Hingga beberapa bulan lalu, Sultan, yang berkuasa di wilayah Jogja, bersama sebuah korporasi baru, menemukan potensi profit dalam kandungan besi yang terdapat dalam pasir pesisir tersebut. Dan tentu saja, korporasi dengan dukungan Sultan tersebut merasa memiliki hak untuk begitu saja menggusur petani-petani gigih itu, dari tempat dimana mereka telah berusaha untuk bertahan hidup selama puluhan tahun.
Dan yang tambah membuatku kagum, masyarakat petani disana begitu kuat. Mereka tidak begitu saja menunduk patuh (atau lebih absurd, menerimanya sebagai 'takdir' yang harus mereka jalani). Mereka menentang, dan mereka berusaha mempertahankan lahannya.

Dari sudut pandang sinis, tentu saja akan muncul kata-kata klise seperti: ya tentu saja, apa yang kamu harapkan dari korporasi dan pemerintah? Para korporat adalah para raja yang sebenarnya pada zaman ini, dan agen-agen pemerintah hanyalah para pendukung mereka, yang memberikan jalan seluas-luasnya untuk perdagangan diatas eksploitasi yang mereka lakukan.

Baiklah, tentu saja itu adalah gambaran logisnya. Namun apa yang akan kita lakukan selain berpendapat dengan kesal?

Pertanyaan itu terutama muncul kemarin siang, ketika datang berita bahwa para petani yang sedang berdemonstrasi itu ditembaki, disemprot gas air mata bertekanan tinggi, dan dilempari bom asap; aku terhenyak. Hal ini bukanlah hal yang baru, tapi mungkin karena aku telah sempat mengagumi mereka sebelumnya, ini memancing rasa gusarku. (Memang salahku sendiri karena tidak terlalu up-date dalam hal kabar kasus-kasus pemerintah & korporasi vs masyarakat di Takalar, Sumatra, Gresik, dan lain-lain.)
Hal ini, memancing pertanyaan untuk sebuah respon.
Karena itu malam kemarin, secara spontan aku pergi ke bandung untuk mengobrol dengan teman-temanku mengenai hal ini. Mengenai kemungkinan-kemungkinan yang tersedia untuk kita bereaksi terhadap hal-hal menyebalkan seperti ini.

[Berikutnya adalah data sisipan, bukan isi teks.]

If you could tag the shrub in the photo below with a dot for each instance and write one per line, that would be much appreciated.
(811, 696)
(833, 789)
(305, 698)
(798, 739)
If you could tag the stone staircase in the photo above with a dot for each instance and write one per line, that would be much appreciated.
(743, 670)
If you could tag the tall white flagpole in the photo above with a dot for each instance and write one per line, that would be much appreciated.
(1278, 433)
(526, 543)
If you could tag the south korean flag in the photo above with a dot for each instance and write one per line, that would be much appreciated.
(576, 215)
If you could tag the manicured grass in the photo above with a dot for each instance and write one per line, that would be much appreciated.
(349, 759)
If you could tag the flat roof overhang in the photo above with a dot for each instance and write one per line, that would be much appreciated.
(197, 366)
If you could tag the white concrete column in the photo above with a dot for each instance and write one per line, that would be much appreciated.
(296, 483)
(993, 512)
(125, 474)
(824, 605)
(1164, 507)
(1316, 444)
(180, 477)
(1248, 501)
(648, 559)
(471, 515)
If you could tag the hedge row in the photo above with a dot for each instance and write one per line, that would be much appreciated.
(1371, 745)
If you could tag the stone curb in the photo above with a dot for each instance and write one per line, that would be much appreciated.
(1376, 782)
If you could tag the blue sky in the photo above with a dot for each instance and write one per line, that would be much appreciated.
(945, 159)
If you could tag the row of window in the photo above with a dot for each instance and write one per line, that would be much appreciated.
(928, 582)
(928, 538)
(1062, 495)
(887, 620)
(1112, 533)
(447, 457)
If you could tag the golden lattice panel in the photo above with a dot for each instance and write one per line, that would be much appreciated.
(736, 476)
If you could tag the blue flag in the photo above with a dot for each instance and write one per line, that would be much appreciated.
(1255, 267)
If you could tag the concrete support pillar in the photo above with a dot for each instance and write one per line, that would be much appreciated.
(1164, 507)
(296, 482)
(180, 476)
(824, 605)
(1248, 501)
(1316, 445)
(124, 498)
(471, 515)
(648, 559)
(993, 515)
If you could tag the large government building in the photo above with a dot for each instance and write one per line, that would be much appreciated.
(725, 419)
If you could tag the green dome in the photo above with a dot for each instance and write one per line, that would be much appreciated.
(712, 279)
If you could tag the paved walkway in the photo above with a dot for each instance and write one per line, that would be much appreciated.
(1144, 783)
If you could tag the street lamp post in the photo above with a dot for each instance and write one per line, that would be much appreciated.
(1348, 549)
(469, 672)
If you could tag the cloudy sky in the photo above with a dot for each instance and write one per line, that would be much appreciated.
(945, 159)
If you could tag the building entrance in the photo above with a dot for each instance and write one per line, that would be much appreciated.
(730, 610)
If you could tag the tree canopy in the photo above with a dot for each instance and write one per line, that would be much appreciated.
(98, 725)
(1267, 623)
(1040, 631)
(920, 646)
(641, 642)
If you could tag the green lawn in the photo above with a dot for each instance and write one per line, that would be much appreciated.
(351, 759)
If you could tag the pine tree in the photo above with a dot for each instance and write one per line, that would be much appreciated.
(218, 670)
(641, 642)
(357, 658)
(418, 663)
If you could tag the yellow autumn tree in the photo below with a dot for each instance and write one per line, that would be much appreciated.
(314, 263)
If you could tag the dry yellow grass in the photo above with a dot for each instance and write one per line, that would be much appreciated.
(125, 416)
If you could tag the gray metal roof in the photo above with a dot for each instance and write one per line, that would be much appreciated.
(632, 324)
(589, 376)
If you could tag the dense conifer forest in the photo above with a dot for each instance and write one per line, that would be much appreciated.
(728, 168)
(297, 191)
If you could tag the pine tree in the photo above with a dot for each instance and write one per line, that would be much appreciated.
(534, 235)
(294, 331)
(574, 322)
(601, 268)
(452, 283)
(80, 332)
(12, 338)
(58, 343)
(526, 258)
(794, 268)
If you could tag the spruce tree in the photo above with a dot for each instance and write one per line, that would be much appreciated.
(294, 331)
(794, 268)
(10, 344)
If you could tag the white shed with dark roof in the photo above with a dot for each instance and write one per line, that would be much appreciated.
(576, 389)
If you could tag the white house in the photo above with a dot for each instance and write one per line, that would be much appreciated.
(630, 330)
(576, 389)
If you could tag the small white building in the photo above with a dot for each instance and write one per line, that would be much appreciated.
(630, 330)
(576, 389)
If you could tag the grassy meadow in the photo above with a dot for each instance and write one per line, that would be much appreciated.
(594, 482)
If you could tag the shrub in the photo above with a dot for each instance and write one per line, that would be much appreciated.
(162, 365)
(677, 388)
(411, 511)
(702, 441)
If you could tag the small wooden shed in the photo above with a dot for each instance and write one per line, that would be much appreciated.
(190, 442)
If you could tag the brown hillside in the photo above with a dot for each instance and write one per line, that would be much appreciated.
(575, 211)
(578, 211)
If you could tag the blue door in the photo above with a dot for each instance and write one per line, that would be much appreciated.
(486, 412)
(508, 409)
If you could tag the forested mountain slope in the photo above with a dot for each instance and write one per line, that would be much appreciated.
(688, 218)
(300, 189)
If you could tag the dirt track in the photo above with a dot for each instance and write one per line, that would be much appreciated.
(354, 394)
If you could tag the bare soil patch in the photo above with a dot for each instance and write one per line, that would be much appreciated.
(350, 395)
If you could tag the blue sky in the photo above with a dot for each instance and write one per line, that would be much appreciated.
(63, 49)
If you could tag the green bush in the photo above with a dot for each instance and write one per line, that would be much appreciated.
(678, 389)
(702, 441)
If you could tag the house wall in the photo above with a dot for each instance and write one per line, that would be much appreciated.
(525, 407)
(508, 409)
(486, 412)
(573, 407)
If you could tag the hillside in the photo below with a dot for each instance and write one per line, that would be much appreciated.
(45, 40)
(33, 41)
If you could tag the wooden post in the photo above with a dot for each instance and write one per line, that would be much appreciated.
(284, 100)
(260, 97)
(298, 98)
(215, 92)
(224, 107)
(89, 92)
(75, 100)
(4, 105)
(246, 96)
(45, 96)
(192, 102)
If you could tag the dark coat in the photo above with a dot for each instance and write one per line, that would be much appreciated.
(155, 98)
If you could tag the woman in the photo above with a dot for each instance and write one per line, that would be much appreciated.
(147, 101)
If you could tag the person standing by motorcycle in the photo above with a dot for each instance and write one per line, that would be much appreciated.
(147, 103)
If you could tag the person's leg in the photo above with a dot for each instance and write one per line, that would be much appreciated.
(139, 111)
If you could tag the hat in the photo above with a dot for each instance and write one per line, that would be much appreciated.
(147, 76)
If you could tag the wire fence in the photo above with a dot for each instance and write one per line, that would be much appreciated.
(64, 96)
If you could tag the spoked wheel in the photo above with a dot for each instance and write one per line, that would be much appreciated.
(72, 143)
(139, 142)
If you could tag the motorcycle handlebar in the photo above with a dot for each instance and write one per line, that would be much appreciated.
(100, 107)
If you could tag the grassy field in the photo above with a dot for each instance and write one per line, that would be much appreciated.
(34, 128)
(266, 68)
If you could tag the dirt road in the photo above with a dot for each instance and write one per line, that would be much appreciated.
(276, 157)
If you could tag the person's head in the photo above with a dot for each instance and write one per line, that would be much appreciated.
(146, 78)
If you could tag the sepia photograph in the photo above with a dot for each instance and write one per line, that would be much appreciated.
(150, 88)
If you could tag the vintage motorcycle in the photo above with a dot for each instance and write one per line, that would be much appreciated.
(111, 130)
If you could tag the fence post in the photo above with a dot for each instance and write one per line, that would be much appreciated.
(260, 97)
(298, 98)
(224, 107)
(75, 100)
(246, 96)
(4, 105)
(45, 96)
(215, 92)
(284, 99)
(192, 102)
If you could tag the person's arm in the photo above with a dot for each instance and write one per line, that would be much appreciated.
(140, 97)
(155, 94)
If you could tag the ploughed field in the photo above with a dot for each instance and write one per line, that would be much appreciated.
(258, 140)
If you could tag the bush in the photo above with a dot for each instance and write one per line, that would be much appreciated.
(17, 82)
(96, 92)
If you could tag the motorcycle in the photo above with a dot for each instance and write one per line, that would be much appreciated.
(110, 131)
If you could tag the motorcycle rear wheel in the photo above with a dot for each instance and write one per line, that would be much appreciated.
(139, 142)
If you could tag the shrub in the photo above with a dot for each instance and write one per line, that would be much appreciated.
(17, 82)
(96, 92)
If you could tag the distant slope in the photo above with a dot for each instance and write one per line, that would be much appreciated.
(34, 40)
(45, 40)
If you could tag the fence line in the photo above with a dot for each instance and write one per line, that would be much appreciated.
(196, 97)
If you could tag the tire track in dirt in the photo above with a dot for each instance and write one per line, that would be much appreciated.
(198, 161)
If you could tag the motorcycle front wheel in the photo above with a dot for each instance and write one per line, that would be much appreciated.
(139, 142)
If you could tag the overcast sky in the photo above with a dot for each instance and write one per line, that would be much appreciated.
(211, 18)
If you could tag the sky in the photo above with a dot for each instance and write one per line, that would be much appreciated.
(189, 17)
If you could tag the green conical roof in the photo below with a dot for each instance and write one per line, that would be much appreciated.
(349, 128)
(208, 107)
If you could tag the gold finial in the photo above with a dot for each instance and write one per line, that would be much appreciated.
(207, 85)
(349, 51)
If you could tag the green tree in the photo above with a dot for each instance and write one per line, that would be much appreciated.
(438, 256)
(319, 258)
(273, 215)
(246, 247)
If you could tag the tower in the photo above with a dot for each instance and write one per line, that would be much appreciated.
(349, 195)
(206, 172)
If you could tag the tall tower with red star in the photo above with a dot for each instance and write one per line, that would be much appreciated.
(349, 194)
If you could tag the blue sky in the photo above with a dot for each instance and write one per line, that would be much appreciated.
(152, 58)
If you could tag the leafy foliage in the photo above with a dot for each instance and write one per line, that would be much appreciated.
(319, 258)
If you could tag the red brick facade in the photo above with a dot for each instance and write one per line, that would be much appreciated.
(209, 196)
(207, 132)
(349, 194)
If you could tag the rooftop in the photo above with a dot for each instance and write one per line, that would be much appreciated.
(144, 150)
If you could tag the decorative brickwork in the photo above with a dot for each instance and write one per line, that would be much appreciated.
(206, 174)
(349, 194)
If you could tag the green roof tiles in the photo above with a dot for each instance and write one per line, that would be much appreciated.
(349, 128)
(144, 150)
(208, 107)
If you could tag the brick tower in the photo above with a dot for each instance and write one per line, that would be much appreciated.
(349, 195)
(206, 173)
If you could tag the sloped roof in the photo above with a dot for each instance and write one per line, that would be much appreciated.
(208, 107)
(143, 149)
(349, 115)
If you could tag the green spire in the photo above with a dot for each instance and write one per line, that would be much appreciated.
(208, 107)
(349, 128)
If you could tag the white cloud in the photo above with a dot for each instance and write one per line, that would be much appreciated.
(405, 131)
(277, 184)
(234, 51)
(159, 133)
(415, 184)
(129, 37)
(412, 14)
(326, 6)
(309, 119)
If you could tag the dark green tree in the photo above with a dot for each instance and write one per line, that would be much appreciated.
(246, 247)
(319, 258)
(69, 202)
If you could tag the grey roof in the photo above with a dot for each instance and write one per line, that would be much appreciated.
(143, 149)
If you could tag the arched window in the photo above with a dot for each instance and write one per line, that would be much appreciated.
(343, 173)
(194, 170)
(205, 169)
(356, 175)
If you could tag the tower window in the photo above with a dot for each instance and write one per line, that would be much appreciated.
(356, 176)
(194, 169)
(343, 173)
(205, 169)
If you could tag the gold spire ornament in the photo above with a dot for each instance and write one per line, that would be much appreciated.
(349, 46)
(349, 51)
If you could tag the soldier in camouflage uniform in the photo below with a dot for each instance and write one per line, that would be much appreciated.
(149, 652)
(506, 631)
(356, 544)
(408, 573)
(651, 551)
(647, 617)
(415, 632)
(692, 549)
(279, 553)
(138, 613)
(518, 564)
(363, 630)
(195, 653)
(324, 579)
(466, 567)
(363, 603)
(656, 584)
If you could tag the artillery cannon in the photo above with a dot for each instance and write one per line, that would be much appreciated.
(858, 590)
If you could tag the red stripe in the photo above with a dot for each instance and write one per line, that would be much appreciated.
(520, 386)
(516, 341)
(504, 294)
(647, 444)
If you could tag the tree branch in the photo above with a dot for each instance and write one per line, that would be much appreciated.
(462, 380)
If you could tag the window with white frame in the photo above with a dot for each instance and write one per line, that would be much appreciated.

Hal itu, ditambah dengan obrolan-obrolan dalam topik 'kehilangan' yang kulakukan sebelumnya, ternyata masih tetap menjadi tamparan agar aku terbangun.

Sudah cukup rasanya, satu bulan tambahan dari jumlah bulan yang kuhabiskan untuk gusar, merasa sakit dan kesal. Untuk melakukan komunikasi dengan orang yang berbagi banyak kenangan intens denganku itu, sebelum dan sesudah ia membaca tulisanku tentangnya. Aku mengatakan banyak hal dengan maksud memastikan berhentinya komunikasi kita; hal-hal menyebalkan yang sepenuhnya tolol dan asal, dan hal-hal yang sepenuhnya jujur. Mencoba melihat kearah lain. Meskipun ia bersikeras untuk bertemu. Meskipun ia tetap mengusik, bahkan dalam mimpiku malam tadi.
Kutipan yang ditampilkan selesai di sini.